Building Machine Learning Pipelines with the FTI Architecture: A Practical Step-by-Step Guide

Published in

Data Engineer Things

8 min readDec 2, 2024

Source: “LLM Engineer’s Handbook” by Paul Iusztin and Maxime Labonne

In the world of data engineering and machine learning, designing scalable and maintainable pipelines is critical. While the model itself often garners the most attention, it is the infrastructure surrounding it that enables reliable, efficient, and reusable machine learning systems. The FTI (Feature, Training, Inference) architecture provides a structured approach to building modular ML pipelines by separating them into three independent components: Feature, Training, and Inference pipelines.

In this guide, we will dive into the FTI architecture, its benefits, and how to implement it step by step. By the end, you’ll have a practical understanding of how to create scalable pipelines for feature engineering, model training, and real-time inference.

1. What is the FTI Architecture?

The FTI (Feature, Training, Inference) architecture is a powerful framework for designing scalable, modular, and maintainable machine learning systems. It divides the pipeline into three distinct stages: Feature Pipeline, Training Pipeline, and Inference Pipeline, each with its unique responsibilities. This separation ensures that machine learning workflows are not only easier to build and manage but also more efficient and consistent.

The Feature Pipeline is the foundation of the FTI architecture. It is responsible for transforming raw data into engineered features that are ready for both training and inference. This involves:

Data Extraction: Retrieving raw data from various sources, such as relational databases, APIs, or data lakes.
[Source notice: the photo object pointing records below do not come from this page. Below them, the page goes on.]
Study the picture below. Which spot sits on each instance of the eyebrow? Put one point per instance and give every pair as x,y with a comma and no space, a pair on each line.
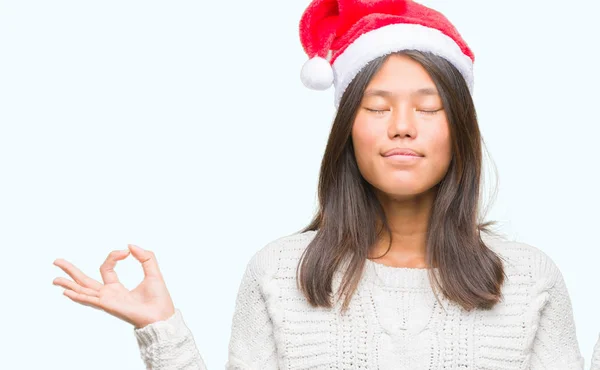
427,91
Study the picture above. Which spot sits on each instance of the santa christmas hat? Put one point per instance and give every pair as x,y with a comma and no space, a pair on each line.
340,37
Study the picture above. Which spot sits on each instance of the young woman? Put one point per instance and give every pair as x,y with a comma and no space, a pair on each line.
396,270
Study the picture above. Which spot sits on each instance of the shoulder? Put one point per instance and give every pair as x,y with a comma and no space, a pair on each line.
523,260
279,256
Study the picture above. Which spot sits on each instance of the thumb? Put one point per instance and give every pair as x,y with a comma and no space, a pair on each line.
147,259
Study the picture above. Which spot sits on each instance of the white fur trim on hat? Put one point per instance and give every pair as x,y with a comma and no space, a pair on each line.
317,74
396,37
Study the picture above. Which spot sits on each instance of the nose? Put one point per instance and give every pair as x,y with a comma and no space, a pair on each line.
401,123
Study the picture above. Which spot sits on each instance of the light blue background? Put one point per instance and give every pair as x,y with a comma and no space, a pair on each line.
183,127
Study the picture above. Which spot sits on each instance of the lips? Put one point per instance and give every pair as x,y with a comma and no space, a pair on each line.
402,151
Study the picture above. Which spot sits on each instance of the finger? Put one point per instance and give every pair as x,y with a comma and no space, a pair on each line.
147,259
83,299
68,284
81,278
107,269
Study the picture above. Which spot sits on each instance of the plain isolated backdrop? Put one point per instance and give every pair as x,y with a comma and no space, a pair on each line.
183,127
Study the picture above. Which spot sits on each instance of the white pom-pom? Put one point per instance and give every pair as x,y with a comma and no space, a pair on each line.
317,74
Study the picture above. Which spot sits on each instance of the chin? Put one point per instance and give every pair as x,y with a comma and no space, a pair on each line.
403,191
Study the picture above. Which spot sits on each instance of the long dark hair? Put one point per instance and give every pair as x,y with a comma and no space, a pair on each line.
350,219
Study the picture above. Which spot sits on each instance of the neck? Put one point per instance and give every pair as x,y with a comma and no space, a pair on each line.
408,218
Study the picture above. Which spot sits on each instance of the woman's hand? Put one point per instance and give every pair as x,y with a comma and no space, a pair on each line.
147,303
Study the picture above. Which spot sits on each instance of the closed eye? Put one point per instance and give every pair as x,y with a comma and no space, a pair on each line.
376,111
427,111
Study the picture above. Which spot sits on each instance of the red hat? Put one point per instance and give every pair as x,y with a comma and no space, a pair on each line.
341,36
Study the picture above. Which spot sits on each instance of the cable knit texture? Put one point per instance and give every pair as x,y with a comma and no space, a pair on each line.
394,321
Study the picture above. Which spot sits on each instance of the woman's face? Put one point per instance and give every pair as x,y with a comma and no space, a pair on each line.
401,109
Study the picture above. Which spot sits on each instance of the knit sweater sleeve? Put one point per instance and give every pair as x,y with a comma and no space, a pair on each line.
169,344
555,345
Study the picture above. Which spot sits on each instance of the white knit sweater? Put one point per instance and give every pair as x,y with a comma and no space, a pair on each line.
394,321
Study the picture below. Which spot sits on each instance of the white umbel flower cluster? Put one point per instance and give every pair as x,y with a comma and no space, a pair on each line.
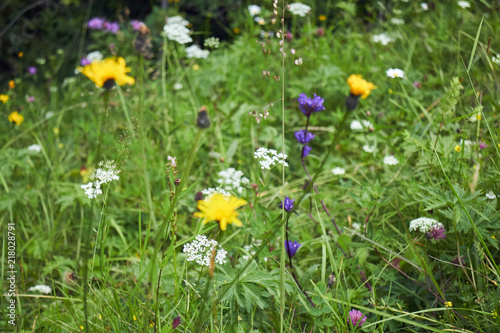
176,30
424,224
299,9
201,249
208,192
105,174
41,289
232,180
382,38
269,158
194,51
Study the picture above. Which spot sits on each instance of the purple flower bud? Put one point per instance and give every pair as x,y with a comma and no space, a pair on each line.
291,248
84,62
288,204
96,23
304,137
305,151
482,144
356,318
308,105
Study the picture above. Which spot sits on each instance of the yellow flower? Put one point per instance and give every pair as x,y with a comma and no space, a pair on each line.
16,117
218,207
106,72
359,86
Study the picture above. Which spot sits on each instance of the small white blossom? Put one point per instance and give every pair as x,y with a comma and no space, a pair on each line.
35,148
194,51
299,9
94,56
232,180
397,21
359,126
201,249
176,30
424,224
390,160
254,10
208,192
338,171
172,161
490,195
269,158
41,289
369,149
382,38
395,72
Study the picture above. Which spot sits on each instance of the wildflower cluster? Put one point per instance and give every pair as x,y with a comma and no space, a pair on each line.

This part can be separated from the Feature Pipeline.
Feature Engineering: Performing transformations like aggregations, scaling, encoding, and computing derived metrics.
Feature Storage: Saving the processed features in a feature store (e.g., Feast, Hopsworks) for reuse during training and inference.

For example, in a customer churn prediction system, the Feature Pipeline might compute metrics such as total_spending, average_spending, and transaction_count from raw transaction data. By storing these features in a feature store, you ensure consistency between the data used for training the model and the data used during inference.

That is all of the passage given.